Investigation of Microbial Diversity in Geothermal Hot Springs in Unkeshwar, India, Based on 16S rRNA Amplicon Metagenome Sequencing.

Microbial diversity in geothermal waters of the Unkeshwar hot springs in Maharashtra, India, was studied using 16S rRNA amplicon metagenomic sequencing. Taxonomic analysis revealed the presence of Bacteroidetes, Proteobacteria, Cyanobacteria, Actinobacteria, Archeae, and OD1 phyla. Metabolic function prediction analysis indicated a battery of biological information systems indicating rich and novel microbial diversity, with potential biotechnological applications in this niche.

GENOME ANNOUNCEMENT

Deccan basaltic geothermal hot springs are rich in sulfur and yet are unexploited for microbial ecology (1). The geographical location of Unkeshwar is latitude 19°34′ to 19°40′N and 78°22′ to 78°34′E longitude, with water temperatures ranging from 42°C to 60°C, located in Maharashtra, India.

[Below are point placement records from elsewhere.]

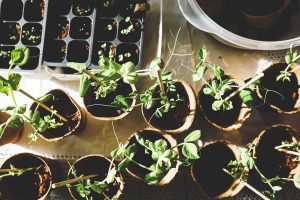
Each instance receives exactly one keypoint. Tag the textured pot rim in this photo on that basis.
(244, 114)
(292, 133)
(44, 162)
(296, 108)
(173, 171)
(236, 186)
(190, 116)
(98, 156)
(119, 117)
(80, 123)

Replicate water samples were collected during December 2012 in sterile containers, filtered through 0.22-µm-pore-size filters (Merck Millipore, India), and DNA extraction was performed using the RNA PowerSoil total RNA isolation kit (Mo Bio Laboratories, Inc., Carlsbad, CA, USA), according to the manufacturer’s protocol. DNA was enriched by the Multiple Annealing and Loop-Based Amplification Cycles (MALBAC) protocol (2) and then amplified by using primers spanning the V3 to V4 region of the 16S rRNA gene (3).

Paired-end sequencing of the library was performed on an Illumina MiSeq platform using 2 × 251-bp chemistry. The quality parameters for the obtained sequences were checked using the FASTQ quality filter (Phred quality [Q] <20). The resulting good-quality sequences were then overlapped into single longer reads using SeqPrep QIIME (4). Chimeras were removed using the program UCHIME, and all nonchimeric sequences were taken for picking operational taxonomic units (OTUs) using the program Uclust, with a threshold of 97% similarity (5, 6). A representative sequence was identified for each OTU and aligned against a Greengenes core set of sequences using the PyNAST program (7, 8) Taxonomic classification was performed using the RDP Classifier (9) and Greengenes (7) OTU databases. Further, alpha diversity was determined by calculating Shannon, Chao1, and observed species metrics (4). The rarefaction curve was generated for each of the metrics, and metric calculations were performed using the QIIME software (8).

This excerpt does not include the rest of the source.